Highlights of the Festival included the virtuoso marimba playing of Alexander C. Lipowski in Christopher Adler’s “Signals Intelligence,” combining anvils and other metallic surfaces; soprano Nancy Ogle’s agile traversal of Jan Gilbert’s cycle with flute, viola and cello, “The Lady of the Broom”; soprano Patricia Sonego and pianist Christopher Oldfather’s premiere performance of Raoul Pleskow’s “On Lines from the Latin” (for which the texts of only 5 of 7 sections were provided in the program—Vienna-born composer Pleskow explained his use of the texts saying he loved the Latin language); the Second Instrumental Unit String Quartet’s premiere performance of Elias Tanenbaum’s moving “Bring ‘Em On,” inspired by George W. Bush’s cocky challenge to the Iraqi resistance; the first movement of Hubert Howe’s Symphony #3 (which seemed to end on the dominant, crying out for more movements, of course); Minghuan Xu and Winston Choi’s molto tremolando rendition of Richard Brooks’s Rhapsody for Violin and Piano; and Choi’s stunning premiere performance of John Melby’s Concerto #2 for Piano and Computer. Melby learned a lot from his teacher Milton Babbitt, who was also represented by two short pieces, but was not able to attend. But if this work is any indication, his talent for form, expression, and communication surpasses that of his teacher at least as much as Berg did Schoenberg!

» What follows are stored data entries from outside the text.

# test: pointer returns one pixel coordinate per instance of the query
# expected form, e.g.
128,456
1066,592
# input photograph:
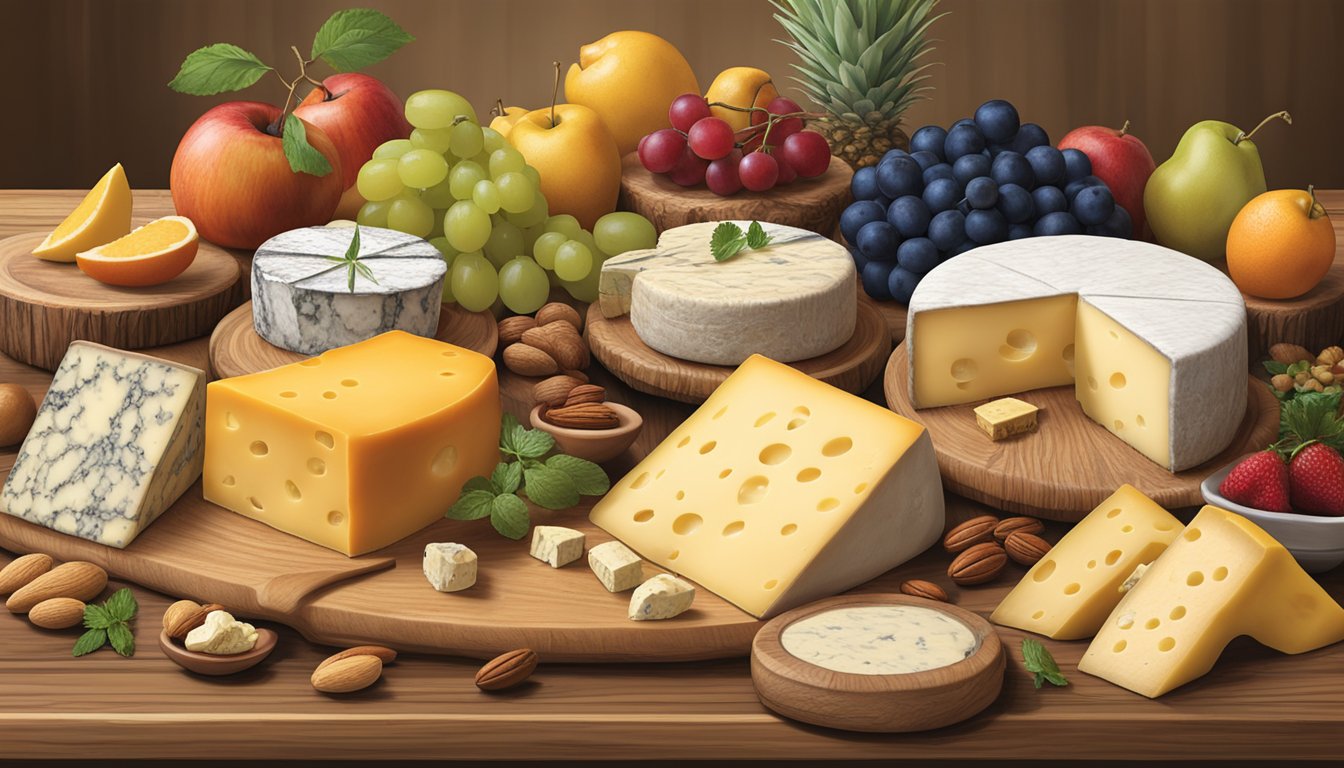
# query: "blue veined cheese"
117,440
790,300
303,303
879,639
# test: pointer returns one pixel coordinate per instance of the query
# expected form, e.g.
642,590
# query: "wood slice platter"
1070,464
45,305
808,203
614,343
237,350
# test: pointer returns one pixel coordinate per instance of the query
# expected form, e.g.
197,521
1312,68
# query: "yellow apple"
575,156
741,86
629,78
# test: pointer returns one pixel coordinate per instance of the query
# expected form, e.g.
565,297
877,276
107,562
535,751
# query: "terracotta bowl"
596,445
213,665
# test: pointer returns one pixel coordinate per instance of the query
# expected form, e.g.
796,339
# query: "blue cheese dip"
879,639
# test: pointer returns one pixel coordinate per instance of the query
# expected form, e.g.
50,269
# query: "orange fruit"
1281,245
101,217
155,253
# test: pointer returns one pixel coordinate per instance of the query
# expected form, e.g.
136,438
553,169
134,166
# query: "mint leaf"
358,38
301,155
217,69
508,515
90,642
472,506
589,479
550,488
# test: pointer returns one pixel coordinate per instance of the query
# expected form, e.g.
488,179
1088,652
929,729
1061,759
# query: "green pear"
1192,198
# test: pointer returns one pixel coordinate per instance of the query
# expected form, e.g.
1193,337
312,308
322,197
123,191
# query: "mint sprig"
551,482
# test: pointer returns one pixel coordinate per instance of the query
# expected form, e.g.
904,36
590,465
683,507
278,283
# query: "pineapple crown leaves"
859,55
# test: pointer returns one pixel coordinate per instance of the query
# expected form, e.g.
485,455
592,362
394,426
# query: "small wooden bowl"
213,665
882,704
596,445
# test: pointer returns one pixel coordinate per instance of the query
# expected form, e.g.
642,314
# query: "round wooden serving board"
616,344
237,350
807,203
1070,464
45,305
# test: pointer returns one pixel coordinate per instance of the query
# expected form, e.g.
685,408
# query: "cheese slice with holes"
1221,579
356,448
1152,340
781,490
1070,592
790,300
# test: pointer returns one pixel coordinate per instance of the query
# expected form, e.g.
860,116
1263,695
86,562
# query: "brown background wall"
85,78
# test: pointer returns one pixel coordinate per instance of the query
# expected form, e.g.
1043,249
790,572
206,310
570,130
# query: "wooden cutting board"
45,305
1070,464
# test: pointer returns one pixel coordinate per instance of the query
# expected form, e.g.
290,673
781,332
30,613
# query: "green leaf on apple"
301,155
358,38
218,69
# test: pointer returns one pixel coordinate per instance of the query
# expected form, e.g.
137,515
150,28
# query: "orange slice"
155,253
101,217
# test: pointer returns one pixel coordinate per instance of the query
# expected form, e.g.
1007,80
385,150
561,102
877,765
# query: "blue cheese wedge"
117,440
879,640
303,303
790,300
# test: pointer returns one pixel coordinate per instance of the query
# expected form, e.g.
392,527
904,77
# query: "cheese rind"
303,303
1152,340
790,300
1223,577
1069,593
356,448
781,490
118,437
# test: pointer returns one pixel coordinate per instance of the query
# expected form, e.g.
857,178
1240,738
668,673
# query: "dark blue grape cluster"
983,180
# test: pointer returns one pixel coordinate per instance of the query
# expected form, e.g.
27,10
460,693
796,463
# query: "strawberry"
1316,475
1260,482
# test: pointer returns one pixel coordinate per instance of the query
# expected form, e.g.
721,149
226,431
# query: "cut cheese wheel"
1152,340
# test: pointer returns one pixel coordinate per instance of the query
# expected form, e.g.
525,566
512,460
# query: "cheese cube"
449,566
1223,577
356,448
1070,592
1005,417
116,441
781,490
557,546
663,596
616,566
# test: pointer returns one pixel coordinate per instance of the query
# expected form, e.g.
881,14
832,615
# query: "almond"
926,589
971,533
512,328
348,674
583,416
79,580
57,613
23,570
979,564
382,653
1012,525
507,670
527,361
586,393
1026,549
558,312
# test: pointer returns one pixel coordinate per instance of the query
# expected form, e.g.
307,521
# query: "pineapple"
859,65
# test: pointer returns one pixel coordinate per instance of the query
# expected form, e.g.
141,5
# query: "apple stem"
1243,136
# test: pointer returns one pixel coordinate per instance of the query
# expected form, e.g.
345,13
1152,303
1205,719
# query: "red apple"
358,113
1120,159
230,176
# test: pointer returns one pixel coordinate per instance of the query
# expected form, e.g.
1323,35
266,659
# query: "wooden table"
1255,705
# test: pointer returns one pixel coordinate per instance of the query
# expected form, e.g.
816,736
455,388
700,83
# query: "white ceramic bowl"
1317,542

The Laurel Leaf Award was conferred on cellist and new music enthusiast Fred Sherry, who really ought to play the piece that followed the presentation: Elizabeth Bell’s eloquent Soliloquy for Solo Cello, written for and recorded by her son, played here by Loren Dempster. Sonego, Oldfather, Dempster, and violinist David Fulmer also performed Harold Seletsky’s Apathy, a 1985 work which attempts, with some success, to express despair and rage at the 1945 bombing of Hiroshima.
Also part of the Festival, at “Piano Piano,” a duo-piano concert at Tenri Cultural Institute of New York, June 22 (covered by BLC), Idith Meshulam and Eric Huebner performed Copland’s Danzon Cubano, followed by Elizabeth Bell’s Duovarios, a little gem of construction, a “set of tetrads arranged in a palindrome” in one piano over which a varying tone row is sounded in the other. The resulting effect was a rigorous but highly engaging game of now-you-hear-a-theme-now-you-don’t. Karim Al-Zand’s Pattern Preludes comprised six etude-like nods to composers Bach, Chopin, Debussy et al, but all highly original in sum. Elliott Schwartz’s Test Drive for Piano Duet featured his usual clever and witty bag of tricks, lots of quotes (including a working out of the official State of Maine song), cascades, trills, sonorities from inside the piano,—all propelled by a celebratory idea, to fully demonstrate the colors of a newly purchased Steinway grand for the Freeport Performing Arts Center. John Cage’s Experiences, which predates his use of prepared piano, was unusually straightforward, including many deceptively simple ideas. Christopher Auerbach-Brown’s Introspections #3 and 4, very brief but warm studies, slow in tempo but with sequences that are alternately well and vaguely defined, as in the waltz (#4), made one want to hear the first two as well. Robert Helps’ nine-minute Eventually the Carousel Begins was a bit hard to grasp at first listening, with its shifting tempi and quick thematic development. Rob Redei’s Capriccio for Two Pianos nostalgically recalled memories of the composer’s city of birth—Budapest—featuring chimes on a favorite trolley running along the Danube.